No. 12 – Dynamo Kursk
- Position: Center/Power Forward
- League: Russian Premier League

Personal information
- Born: June 17, 1995 (age 30) Celje, Slovenia
- Nationality: Slovenian
- Listed height: 6 ft 4 in (1.93 m)

Career information
- Playing career: 2010–present

Career history
- 2010–2012: Grosuplje
- 2012–2015: Athlete Celje
- 2015–2020: PF Schio
- 2016–2017: → Atomerőmű SE (loan)
- 2020–present: Dynamo Kursk

= Eva Lisec =

Slovenian basketball player

Eva Lisec (born June 17, 1995) is a Slovenian female basketball player and a member of the Slovene women national basketball team. She started to play basketball in ŽKK Grosuplje when she was 15. From ŽKK Grosuplje she moved to the best Slovene basketball club at the moment ŽKK Cinkarna Celje. In the season 2015/2016 she moved from Celje to the Italian and Euroleague powerhouse Famila Schio. After playing basketball for only five years, at the age of 20, she stepped on the big court- she finished her debut in Euroleague with 10 points (she shot 5/5 from the field) and 2 rebounds in only 13 minutes on the court.

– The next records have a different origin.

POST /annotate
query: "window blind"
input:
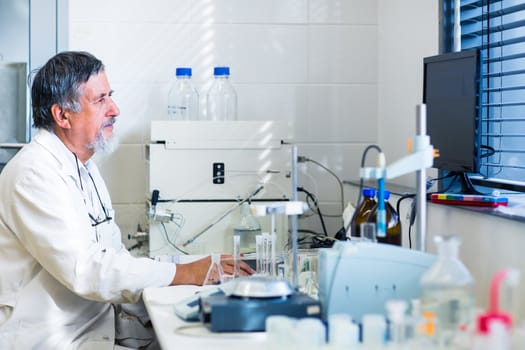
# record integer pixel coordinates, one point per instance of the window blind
(497, 28)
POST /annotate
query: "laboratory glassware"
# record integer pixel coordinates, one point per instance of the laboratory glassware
(183, 98)
(221, 99)
(363, 211)
(393, 224)
(447, 292)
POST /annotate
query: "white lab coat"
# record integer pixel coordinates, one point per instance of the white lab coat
(58, 274)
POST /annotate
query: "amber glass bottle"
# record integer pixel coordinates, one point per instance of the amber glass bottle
(363, 211)
(393, 224)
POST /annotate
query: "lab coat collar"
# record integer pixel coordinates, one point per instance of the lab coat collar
(60, 152)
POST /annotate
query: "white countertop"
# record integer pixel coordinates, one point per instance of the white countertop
(175, 333)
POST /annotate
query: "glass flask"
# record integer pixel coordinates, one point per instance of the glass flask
(183, 98)
(393, 224)
(215, 272)
(363, 211)
(447, 292)
(247, 228)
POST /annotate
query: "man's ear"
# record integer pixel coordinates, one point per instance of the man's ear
(61, 116)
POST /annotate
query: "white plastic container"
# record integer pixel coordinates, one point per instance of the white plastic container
(447, 291)
(221, 100)
(183, 98)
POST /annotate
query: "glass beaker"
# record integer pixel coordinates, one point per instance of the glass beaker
(215, 272)
(247, 229)
(447, 289)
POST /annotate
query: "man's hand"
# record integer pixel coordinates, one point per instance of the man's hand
(195, 272)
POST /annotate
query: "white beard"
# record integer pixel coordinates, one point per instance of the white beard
(102, 144)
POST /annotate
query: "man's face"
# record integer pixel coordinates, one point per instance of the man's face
(93, 125)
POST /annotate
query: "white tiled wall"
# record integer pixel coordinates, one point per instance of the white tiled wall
(348, 73)
(313, 62)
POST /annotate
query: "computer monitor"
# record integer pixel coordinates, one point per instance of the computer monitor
(451, 92)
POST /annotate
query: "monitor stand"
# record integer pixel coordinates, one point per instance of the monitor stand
(466, 185)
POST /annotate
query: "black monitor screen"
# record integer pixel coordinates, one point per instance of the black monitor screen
(451, 93)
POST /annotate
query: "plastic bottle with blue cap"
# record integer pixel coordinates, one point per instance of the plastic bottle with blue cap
(221, 99)
(183, 98)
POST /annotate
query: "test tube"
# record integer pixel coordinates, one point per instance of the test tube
(273, 258)
(258, 254)
(374, 331)
(236, 256)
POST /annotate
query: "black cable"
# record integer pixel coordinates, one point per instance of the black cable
(361, 184)
(170, 242)
(312, 197)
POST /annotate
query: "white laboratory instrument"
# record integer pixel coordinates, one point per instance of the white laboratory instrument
(420, 158)
(201, 173)
(358, 278)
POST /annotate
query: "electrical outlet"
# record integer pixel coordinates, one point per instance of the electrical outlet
(218, 173)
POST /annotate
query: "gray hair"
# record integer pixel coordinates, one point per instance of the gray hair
(59, 82)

In the season 2016/2017 she was loaned from Schio to KSC Szekszard to the Hungarian league, where she displayed excellent games and helped the club to reach the finals where they eventually lost to the higher ranked euroleague team Uniqa Sopron. In the only finals-series game KSC Szekszard won, Eva Contributed massive 27 points. In the season 2017/2018 she returned to Italy to play Euroleague with Famila Schio.